Advanced Job Submission
This is not a complete article: This is a draft, a work in progress that is intended to be published into an article, which may or may not be ready for inclusion in the main wiki. It should not necessarily be considered factual or authoritative.
Submitting Numerous Compute Tasks
In case you have multiple data files to process with many different combinations of parameters, you should not have to create and submit thousands of job scripts to the scheduler. Here are three proposed tools to answer this kind of need:
- GNU Parallel: fill an entire compute node with serial compute tasks addressing multiple combinations of arguments.
- Job Arrays: a single script that represents multiple Slurm jobs, each of them identified by an integer value.
- GLOST: the Greedy Launcher Of Small Tasks is a kind of sophisticated mix of both above tools.
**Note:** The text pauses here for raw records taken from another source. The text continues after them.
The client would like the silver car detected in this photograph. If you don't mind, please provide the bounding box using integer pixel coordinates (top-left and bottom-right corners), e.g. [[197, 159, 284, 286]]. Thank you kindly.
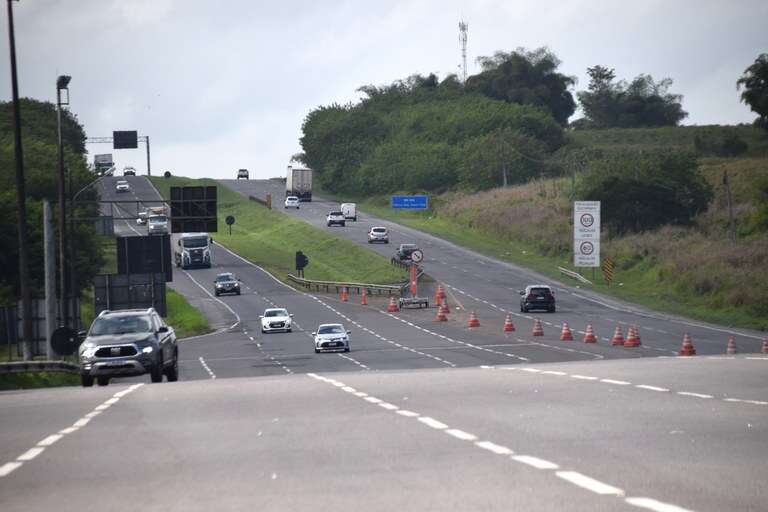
[[368, 226, 389, 244], [312, 324, 352, 354], [147, 215, 168, 235]]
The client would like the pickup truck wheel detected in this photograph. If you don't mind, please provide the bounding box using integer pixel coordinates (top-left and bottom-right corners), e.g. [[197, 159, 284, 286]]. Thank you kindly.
[[149, 359, 163, 382], [165, 352, 179, 382]]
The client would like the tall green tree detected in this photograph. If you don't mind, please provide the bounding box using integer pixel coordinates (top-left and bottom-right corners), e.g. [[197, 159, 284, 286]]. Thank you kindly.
[[0, 98, 102, 303], [577, 66, 688, 128], [466, 48, 576, 125], [577, 151, 713, 234], [736, 53, 768, 130]]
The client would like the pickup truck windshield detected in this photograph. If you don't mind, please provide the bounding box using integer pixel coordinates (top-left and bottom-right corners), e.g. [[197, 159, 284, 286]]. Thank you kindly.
[[90, 316, 152, 336], [182, 237, 208, 249]]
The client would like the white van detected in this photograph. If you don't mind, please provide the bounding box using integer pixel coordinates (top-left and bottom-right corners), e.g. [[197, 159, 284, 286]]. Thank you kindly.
[[341, 203, 357, 222]]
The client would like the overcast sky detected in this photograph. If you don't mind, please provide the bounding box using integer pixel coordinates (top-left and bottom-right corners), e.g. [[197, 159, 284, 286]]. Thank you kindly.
[[0, 0, 768, 178]]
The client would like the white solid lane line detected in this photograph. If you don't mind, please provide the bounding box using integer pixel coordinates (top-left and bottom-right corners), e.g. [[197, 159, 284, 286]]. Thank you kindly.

- META: a suite of scripts designed in SHARCNET to automate high-throughput computing (running a large number of related serial, parallel, or GPU calculations).
Inter-job Dependencies
While Slurm jobs are building-blocks of pipelines, inter-job dependencies are the links and relationships between each step of pipelines. For example, if two different jobs need to run one after the other, the second job depends on the first one. The dependency could depend on the start time, the end time or the final status of the first job. Typically, we want the second job to be started only once the first job has succeeded:
JOBID1=$(sbatch --parsable job1.sh) # Save the first job ID sbatch --dependency=afterok:$JOBID1 job2.sh # Submit a job with a dependency to the first job
Note:
- Multiple jobs can have the same dependency (multiple jobs are waiting after one job)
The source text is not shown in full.